Diesy, if you wanted to come back with me after the meet and stay Saturday night at mine you'd be more than welcome, if you could find a way to travel back from Watford on the Sunday?  bet your head is exploding with all the different possible combinations of travel now!!

GGx


----------



## winky77

Diesy ......my PM came up an error ?!?! I will try again when back on laptop later but in meantime can you PM me your number instead & I can then text or call.


----------



## loobyloo_london

Cem et all, I'm really sorry but I wont make it to the meetup. I'm having (unplanned) guests arriving at the weekend & I can't leave them. I'm really sad that I'm missing this wonderful opportunity but hope there will be plenty more. 
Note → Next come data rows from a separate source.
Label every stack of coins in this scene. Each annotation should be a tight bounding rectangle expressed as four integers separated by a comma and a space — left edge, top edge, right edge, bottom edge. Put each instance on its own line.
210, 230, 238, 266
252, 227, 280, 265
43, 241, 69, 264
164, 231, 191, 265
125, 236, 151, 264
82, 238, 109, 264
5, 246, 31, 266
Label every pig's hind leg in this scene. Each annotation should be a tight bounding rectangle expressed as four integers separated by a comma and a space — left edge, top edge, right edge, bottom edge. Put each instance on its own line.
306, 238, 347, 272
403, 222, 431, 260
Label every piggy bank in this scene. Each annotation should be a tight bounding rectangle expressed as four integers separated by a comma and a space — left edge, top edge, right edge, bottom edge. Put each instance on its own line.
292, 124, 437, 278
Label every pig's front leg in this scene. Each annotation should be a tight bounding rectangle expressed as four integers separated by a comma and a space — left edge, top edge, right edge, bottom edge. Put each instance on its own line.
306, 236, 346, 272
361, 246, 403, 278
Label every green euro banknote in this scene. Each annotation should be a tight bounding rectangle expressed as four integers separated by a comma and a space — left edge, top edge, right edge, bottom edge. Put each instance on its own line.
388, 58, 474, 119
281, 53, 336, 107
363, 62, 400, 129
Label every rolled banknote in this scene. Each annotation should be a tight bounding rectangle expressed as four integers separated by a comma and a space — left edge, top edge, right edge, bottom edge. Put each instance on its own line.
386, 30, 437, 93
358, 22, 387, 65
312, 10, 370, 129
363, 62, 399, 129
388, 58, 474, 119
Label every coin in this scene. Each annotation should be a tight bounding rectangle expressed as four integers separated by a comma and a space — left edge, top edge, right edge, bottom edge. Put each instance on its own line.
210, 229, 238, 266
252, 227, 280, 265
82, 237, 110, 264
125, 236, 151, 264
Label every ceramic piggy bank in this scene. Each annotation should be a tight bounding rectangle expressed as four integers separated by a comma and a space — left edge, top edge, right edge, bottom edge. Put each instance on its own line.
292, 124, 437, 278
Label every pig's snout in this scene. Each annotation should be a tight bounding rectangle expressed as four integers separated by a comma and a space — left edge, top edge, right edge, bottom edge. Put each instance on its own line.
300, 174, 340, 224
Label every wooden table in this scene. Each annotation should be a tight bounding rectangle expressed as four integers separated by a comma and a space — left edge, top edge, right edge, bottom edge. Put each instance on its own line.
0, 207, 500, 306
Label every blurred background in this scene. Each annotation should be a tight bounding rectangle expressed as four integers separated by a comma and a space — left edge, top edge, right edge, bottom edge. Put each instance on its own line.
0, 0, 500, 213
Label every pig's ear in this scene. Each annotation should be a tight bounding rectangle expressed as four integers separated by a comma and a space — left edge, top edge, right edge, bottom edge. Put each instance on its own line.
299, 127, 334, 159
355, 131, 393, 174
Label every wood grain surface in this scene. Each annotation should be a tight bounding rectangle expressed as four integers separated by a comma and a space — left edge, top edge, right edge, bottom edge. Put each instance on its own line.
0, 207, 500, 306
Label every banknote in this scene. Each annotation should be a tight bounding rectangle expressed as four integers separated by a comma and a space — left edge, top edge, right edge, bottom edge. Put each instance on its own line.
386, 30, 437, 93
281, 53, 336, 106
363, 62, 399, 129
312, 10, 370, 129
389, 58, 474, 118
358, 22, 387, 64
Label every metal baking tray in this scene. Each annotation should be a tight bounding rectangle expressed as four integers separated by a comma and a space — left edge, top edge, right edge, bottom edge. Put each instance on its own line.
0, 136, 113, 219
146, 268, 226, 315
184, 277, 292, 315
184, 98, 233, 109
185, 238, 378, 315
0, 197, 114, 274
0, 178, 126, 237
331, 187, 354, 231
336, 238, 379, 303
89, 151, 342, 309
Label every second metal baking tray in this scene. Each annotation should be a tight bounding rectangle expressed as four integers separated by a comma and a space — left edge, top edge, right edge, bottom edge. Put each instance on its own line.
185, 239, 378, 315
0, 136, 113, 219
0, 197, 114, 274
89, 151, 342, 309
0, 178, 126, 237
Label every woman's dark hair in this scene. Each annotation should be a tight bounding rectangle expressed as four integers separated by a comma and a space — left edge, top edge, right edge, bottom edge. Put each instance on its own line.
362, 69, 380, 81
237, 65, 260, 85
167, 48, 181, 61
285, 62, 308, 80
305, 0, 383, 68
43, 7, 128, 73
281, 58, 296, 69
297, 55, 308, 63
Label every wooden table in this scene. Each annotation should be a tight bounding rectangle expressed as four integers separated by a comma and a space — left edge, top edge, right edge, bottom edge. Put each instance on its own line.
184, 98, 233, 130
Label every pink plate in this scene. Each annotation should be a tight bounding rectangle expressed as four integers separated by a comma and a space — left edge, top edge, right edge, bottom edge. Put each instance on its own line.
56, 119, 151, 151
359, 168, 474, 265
I look forward to reading all about it.

LLL xxx


----------



## lulumead

Have a lovely time everyone - sorry not to make it but am looking forward to seeing the pics...especially of Roo's three     as well as all the other LO's


xx


----------



## Diesy

GG & Winky   with awesome solutions!

Cem - I'm trying to email you, inbox is full.  Just trying to sort dog sitter before I sort a flight and confirm.  Don't want get upgraded to troublemaker so very happy to phone hotel and be blonde and email you at the same time once I am sorted.  I hope this is okay, I am sort of getting there slowly  .


----------



## Diesy

PS  Cem my email did draw attention to your awesome organising!  Well done, my list would look very different if left in charge.


----------



## suitcase of dreams

Cem - pandaeyes PMd me (your inbox full) - she can't make it so if not too late pls take her off the list
thanks!
Suitcase 
x


----------



## Amittai

Hi peeps and  
just wanted to say have fun.. i wish i could come but I am off to Brno today for an emby transfer tomorrow, woot woot!! 

  
but next time.. and  thanks to the super organisors of this, even though i'm not coming along it is a warm feeling to know this is happening  

happy dayzzz.. ps - Diesey please go if you can!!


----------



## RichmondLass

Ladies
I have some items I'm selling for a couple of pounds each I'll bring with me - I'll post on the single parenting board RLx


----------



## RichmondLass

Ladies
I have a few things I can bring with me for sale for a couple of quid:
Size 18m - 24m NWOT navy and white cotton cardigan, French make - suit boy or girl
Toddler funky neck pillow for travelling - boy or girl
Thomas the Tank engine gilet
Clarks 6.5F boys light brown shoes in box, hardly worn
Unused but unboxed dummies inc Avent glow in the dark ( I took them out to sterilise but then decided to stop using them).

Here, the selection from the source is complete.